Setup is straightforward: you log into each provider through Manifest’s OAuth or session-cookie flow, and Manifest handles the auth. From then on, every matching request is effectively free.
For anyone running a coding agent for 8 hours a day, this is the single biggest cost-saver I’ve seen in open-source AI infra this year. Full stop.
Manifest vs OpenRouter
The obvious comparison is OpenRouter, which has been the go-to LLM router for two years now. Here’s how they stack up:
| Manifest | OpenRouter | |
|---|---|---|
| Built for | Personal AI agents, consumer apps | Enterprise API traffic |
| Architecture | Local — your requests, your providers | Cloud proxy — all traffic via their servers |
| Cost | Free (self-hosted) | 5% fee on every API call |
| Source | MIT, fully open | Proprietary |
| Privacy | Metadata-only (or fully local) | Prompts and responses pass through a third party |
| Transparency | Open scoring — you see why a model was chosen | No visibility into routing decisions |
| Control | User-defined tiers + 5 fallbacks each | Flat fallback list or opaque auto-routing |
| Custom providers | Any OpenAI-compatible endpoint | Supported providers only |
| Subscriptions | Route through ChatGPT Plus, Claude Max, Copilot, etc. | Pay-per-use only |
Manifest is the local, transparent, no-fee alternative. OpenRouter is the managed, higher-abstraction option with a bigger model catalog if you don’t want to wrangle provider keys yourself.

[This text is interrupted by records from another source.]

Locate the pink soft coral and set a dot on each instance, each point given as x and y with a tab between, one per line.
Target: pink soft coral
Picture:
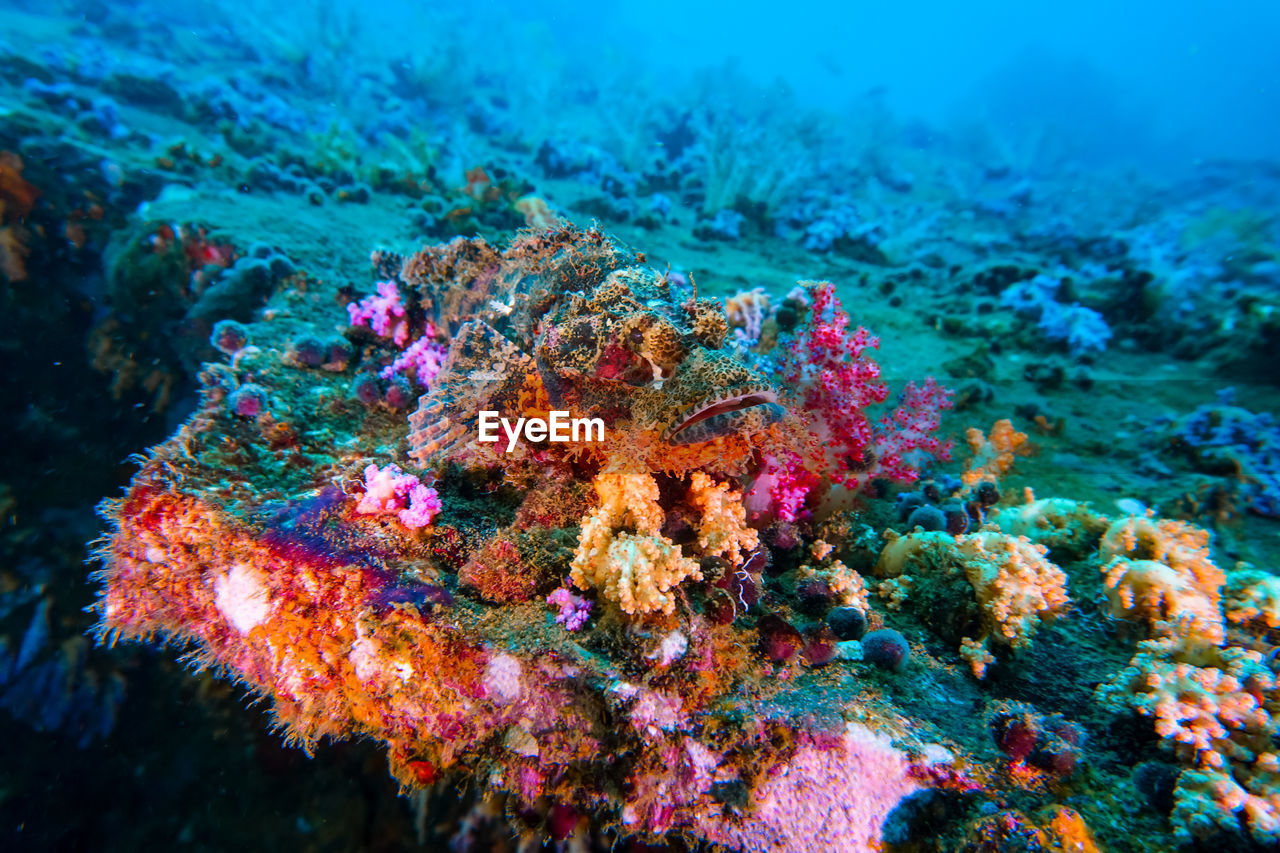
421	360
392	491
383	313
837	382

If you’re a solo developer or run agents on your own machine, Manifest wins on almost every axis. If you’re an enterprise that wants one invoice and a SOC 2 vendor, OpenRouter is still the safer pick.
Community Reactions
From the Show HN thread and the Manifest Discord (~4,000 members), the response is overwhelmingly positive but with consistent caveats:
“Moved my OpenClaw stack behind Manifest last week. My token bill dropped from $11/day to $3.40/day with no perceivable quality loss. The subscription routing is black magic.” —
@kovalskyon Discord
“The 23-dimension scorer is open source and runs locally. That alone makes me more comfortable than using OpenRouter’s black-box auto-routing in production.” — HN user
ptrrwtn
“Honestly, the killer feature is not the cost savings — it’s the fallbacks. My agent stopped dying when Anthropic had that 3-hour outage last Thursday because Manifest quietly failed over to GPT-5. I didn’t notice until I checked the dashboard.” — Reddit, r/LocalLLM
The common criticisms:
- The scoring algorithm is opinionated — it’ll sometimes route a “hard” query to the Standard tier if the prompt is short. You can correct this with explicit
manifest/reasoningcalls, but defaults aren’t perfect. - Setup overhead: managing 10 provider keys is still 10 provider keys. Manifest doesn’t magic that away.
- The dashboard UI is functional but not beautiful — early beta. The product is clearly optimized for CLI/API users first.
- It’s Postgres-backed, which is overkill for a solo user. SQLite support is a recurring request in GitHub discussions.
Honest Limitations
I ran Manifest for 6 days on my own OpenClaw + Claude Code stack. Here’s what to know before you deploy:
- Beta badge is real. Version 0.x. Breaking changes happen. Pin your Docker tag.
- Postgres is required. SQLite is on the roadmap but not shipping. If you hate Postgres, wait.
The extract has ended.